Gérer l’eau potable en autonomie
Parmi les deux éléments basiques indispensables à notre survie, l’eau est le seul qui ne nous est pas accessible immédiatement en tous lieux.
En outre, l’eau potable ne représente qu’une toute petite partie de l’eau disponible et la dérive moderniste s’est accompagnées d’obligations légales qui favorisent les modes de traitement les plus inadaptés à la volonté de développement durable, voire les moins écologiques.
Le choix de l’autonomie impose donc de récupérer de l’eau en quantité suffisante et de la traiter pour la rendre potable tout en étant en mesure d’en apporter la preuve en tous temps et à toute autorité en faisant la demande.
Dans un projet visant à l’autarcie il faut considérer la situation la plus extrême, car toute amélioration des conditions d’accès à l’eau viendra en déduction des efforts consentis et le risque d’aggravation de la situation avec le temps sera quasiment nul.
Quelles sont les eaux disponibles ?
D’abord, nous avons les eaux déjà présentes à la surface de la Terre ou juste en dessous. L’eau salée est exclue car son traitement est très lourd et très polluant. Les eaux des lacs demandent aussi des traitements importants et les eaux de rivières également en raison notamment de l’activité industrielle et agricole en amont.
Les eaux de résurgence, comme les sources, sont intéressantes de même que les eaux souterraines, ce qui n’interdit pas une surveillance de leur qualité d’eau potable.

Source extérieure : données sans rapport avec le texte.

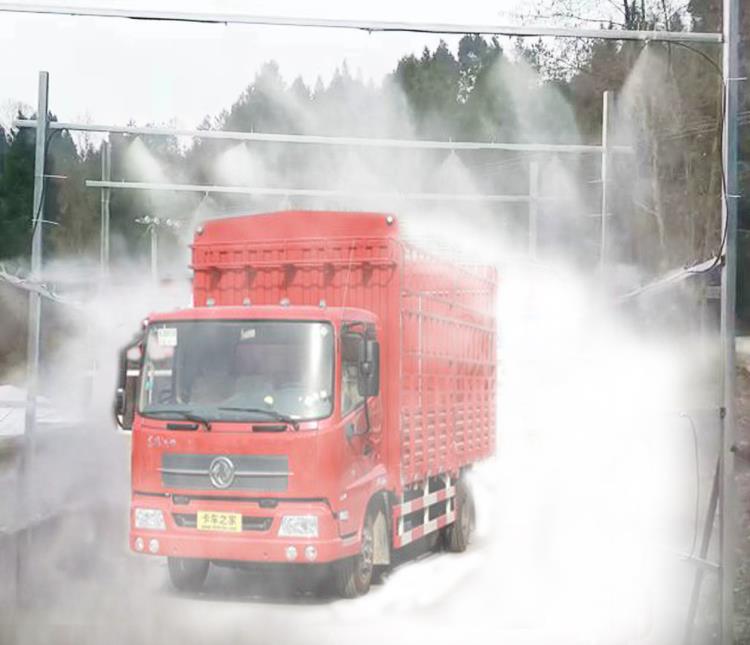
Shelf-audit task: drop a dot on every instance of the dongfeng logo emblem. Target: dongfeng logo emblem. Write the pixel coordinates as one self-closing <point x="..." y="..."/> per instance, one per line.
<point x="221" y="472"/>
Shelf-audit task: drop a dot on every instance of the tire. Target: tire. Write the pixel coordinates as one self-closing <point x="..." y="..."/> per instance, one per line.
<point x="352" y="577"/>
<point x="187" y="574"/>
<point x="457" y="535"/>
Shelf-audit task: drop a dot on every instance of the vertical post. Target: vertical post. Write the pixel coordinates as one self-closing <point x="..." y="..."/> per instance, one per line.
<point x="533" y="207"/>
<point x="154" y="250"/>
<point x="606" y="113"/>
<point x="106" y="153"/>
<point x="34" y="332"/>
<point x="727" y="504"/>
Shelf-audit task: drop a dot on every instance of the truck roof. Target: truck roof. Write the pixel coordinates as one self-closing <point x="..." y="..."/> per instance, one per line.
<point x="265" y="312"/>
<point x="289" y="225"/>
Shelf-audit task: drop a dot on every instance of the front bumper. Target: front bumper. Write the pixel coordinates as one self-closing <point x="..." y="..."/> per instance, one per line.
<point x="257" y="543"/>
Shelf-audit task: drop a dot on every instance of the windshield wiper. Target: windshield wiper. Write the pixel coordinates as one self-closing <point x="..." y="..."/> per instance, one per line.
<point x="190" y="416"/>
<point x="274" y="414"/>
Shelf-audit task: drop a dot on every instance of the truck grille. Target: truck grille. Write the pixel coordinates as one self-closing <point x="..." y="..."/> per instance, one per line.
<point x="267" y="473"/>
<point x="249" y="523"/>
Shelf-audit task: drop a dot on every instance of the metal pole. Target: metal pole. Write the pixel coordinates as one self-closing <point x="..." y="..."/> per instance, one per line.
<point x="106" y="193"/>
<point x="606" y="110"/>
<point x="727" y="503"/>
<point x="533" y="207"/>
<point x="25" y="496"/>
<point x="154" y="251"/>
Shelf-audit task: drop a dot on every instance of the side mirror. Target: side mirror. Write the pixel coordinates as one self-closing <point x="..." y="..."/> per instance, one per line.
<point x="131" y="359"/>
<point x="371" y="368"/>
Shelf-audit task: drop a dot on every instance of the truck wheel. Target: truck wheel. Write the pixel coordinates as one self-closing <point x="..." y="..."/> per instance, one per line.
<point x="353" y="576"/>
<point x="187" y="574"/>
<point x="458" y="535"/>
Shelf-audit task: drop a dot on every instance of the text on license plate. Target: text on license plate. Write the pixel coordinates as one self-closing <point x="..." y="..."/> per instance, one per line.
<point x="212" y="521"/>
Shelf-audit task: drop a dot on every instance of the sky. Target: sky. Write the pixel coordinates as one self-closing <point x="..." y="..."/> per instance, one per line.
<point x="114" y="71"/>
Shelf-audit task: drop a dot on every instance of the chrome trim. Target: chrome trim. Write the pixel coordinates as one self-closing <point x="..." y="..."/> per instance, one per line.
<point x="239" y="473"/>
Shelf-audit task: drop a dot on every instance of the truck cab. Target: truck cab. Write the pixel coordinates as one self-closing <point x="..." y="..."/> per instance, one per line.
<point x="257" y="433"/>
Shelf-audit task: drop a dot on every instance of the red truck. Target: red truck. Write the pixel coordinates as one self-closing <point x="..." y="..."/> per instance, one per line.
<point x="319" y="404"/>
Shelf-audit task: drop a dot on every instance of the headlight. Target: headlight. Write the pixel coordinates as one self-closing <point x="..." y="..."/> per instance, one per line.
<point x="299" y="526"/>
<point x="149" y="519"/>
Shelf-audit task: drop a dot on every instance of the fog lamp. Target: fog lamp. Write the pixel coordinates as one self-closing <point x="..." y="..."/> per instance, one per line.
<point x="299" y="526"/>
<point x="149" y="519"/>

Ensuite, nous avons les eaux pluviales. Cependant nous savons que la pollution atmosphérique est une source de pollution des eaux pluviales, notamment en les acidifiant.
Quelle effluents produisons-nous ?
En fait, comme souvent en matière de recherche d’autonomie, le facteur primordial est l’économie. Ce que l’on ne dépense pas ne nécessite pas de remplacement, ne produit pas de pollution et ne vient pas en déduction des ressources naturelles.
Or, notre consommation d’eau produit de la pollution regroupée sous deux termes, les eaux grises et les eaux brunes.
Les eaux grises sont constituées des rejets d’eaux polluées par l’usage que l’on en fait et qui va les charger de produits chimiques, de métaux lourds, d’éléments bactériologiques, etc. Ce sont les eaux issues du lavage (voitures, terrain, vaisselle, lessive, douche et bain, etc.) qui ne sont donc plus aptes à la consommation directe (boisson et cuisine) ou indirecte (vaisselle, toilette). Elles peuvent néanmoins être retraitées facilement et resservir pour les mêmes usages. En fait, elles pourraient être rendues potables si d’autres sources n’étaient pas disponibles.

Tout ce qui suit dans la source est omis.